The Group cannot readily determine the interest rate implicit in the lease, therefore, it uses its incremental borrowing rate (IBR) to measure lease liabilities. The IBR is the rate of interest that the Group would have to pay to borrow over a similar term, and with a similar security, the funds necessary to obtain an asset of a similar value to the  right-of-use asset in a similar economic environment. The IBR therefore reflects what the Group 'would have to pay', which requires estimation when no observable rates are available or when they need to be adjusted to reflect the terms and conditions of the lease. The Group estimates the IBR using observable inputs (such as market interest rates) when available and is required to make certain entity-specific estimates.

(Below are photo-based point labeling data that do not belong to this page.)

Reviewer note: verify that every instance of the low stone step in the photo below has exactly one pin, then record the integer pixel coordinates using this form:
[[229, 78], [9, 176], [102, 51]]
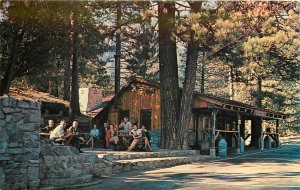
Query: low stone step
[[120, 166], [57, 183], [110, 156]]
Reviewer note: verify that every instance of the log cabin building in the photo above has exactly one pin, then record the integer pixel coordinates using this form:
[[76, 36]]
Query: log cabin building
[[212, 118]]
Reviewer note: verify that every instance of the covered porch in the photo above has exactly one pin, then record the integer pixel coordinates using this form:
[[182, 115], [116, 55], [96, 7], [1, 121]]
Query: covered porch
[[240, 125]]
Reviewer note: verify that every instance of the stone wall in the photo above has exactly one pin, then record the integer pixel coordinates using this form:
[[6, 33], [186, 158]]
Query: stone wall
[[62, 166], [19, 144]]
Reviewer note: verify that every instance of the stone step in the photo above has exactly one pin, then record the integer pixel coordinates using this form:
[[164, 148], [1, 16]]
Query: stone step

Useful life of Property, plant and Equipment

The depreciable amounts of assets are allocated on a systematic basis over their useful lives. In determining the depreciable amount, management makes assumptions in respect of the residual value of assets based on the expected estimated amount that the entity would currently obtain from disposing the asset, after deducting the estimated costs of disposal. If an asset is expected to be abandoned, the residual value is estimated at nil. In determining the useful lives of assets, management considers the expected period of use of assets, expected physical wear and tear, legal or similar limits of assets such as rights, condition and location of the asset as well as obsolescence.

 

Decommissioning and Environmental Rehabilitation Provisions

The Company has set-up a decommissioning provision for the removal of the plant and equipment installed at the Bordersley Site in Liverpool St. Birmingham., the cost of which is based on estimates.

 

Environmental Rehabilitation Provisions

Estimates are made in determining the present liability of environmental rehabilitation provisions consisting of a restoration provision, decommissioning provision and a residual impact provision. Each of these provisions are based on an estimate of closure costs on reporting date, inflation and discount rates relevant to the calculation and the expected date of closure of operating activities in determining the present value of the total environmental rehabilitation liability.

 

Critical judgements:

Information about critical judgements that may have the most significant effect on recognition and measurement on assets, liabilities and expenses is provided below:

 

Going Concern

The Groups current liabilities exceed its current assets as at 31 December 2022, mainly due to the loans from related parties in the amount of £1,231,535 (31 December 2021: £2,269,035) which contributes significantly to the material uncertainty related to the going concern assumption applied in preparation of the financial statements. Management applies judgement in determining whether or not the Group is able to continue as a going concern for the foreseeable future, in identifying the matters which give rise to the existence of the material uncertainty, and in developing responses thereto in order to address the risk of material uncertainty.

 

Note 17: Financial instruments - Fair value and Risk Management

 

The carrying amount of all financial assets and liabilities approximates the fair value. Directors consider the carrying value of financial instruments of a short-term nature, that mature in 12 months or less, to approximate the fair value of such assets or liability classes.

 

The carrying values of longer-term assets are considered to approximate their fair value as these instruments bear interest at interest rates appropriate to the risk profile of the asset or liability class.

 

The Group does carries derivative liabilities measured in the statement of financial position at fair value at 31 December 2022.